Se o mundo por vezes é uma página em branco, eu passarinho. Eu, gota de tinta multicolor, pincel e artista, que me imprimo constantemente no vazio, tentando ser fiel às minhas proporções, cores, profundidades e estéticas. Criando sobre o nada.

Minhocão e o pé de feijão.

segunda-feira, 26 de janeiro de 2015

Ma(g)ico de rua


Há um ano decidi levar a sério meus estudos e trabalhos com mágica, coisa que eu já estava há muito mais tempo interessado, mas que nunca tinha decolado. A brincadeira começou a se mostrar muito mais séria do que parecia e me levou a descobrir caminhos, pessoas e possibilidades ímpares!

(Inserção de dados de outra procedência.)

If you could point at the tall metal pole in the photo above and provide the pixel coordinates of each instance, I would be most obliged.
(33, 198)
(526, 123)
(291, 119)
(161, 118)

Uma das coisas que eu fiz para “perder o medo” do público foi pegar meus aros e sair pra rua. Fui caminhar em São Paulo para levantar algumas possibilidades. Não tinha nem um show fechado, nem coragem para parar alguém na rua e perguntar se queria ver um efeito. Era um mal começo. Então uma idéia me veio à l’esprit: eu poderia experimentar algumas apresentações em semáforos, por que não?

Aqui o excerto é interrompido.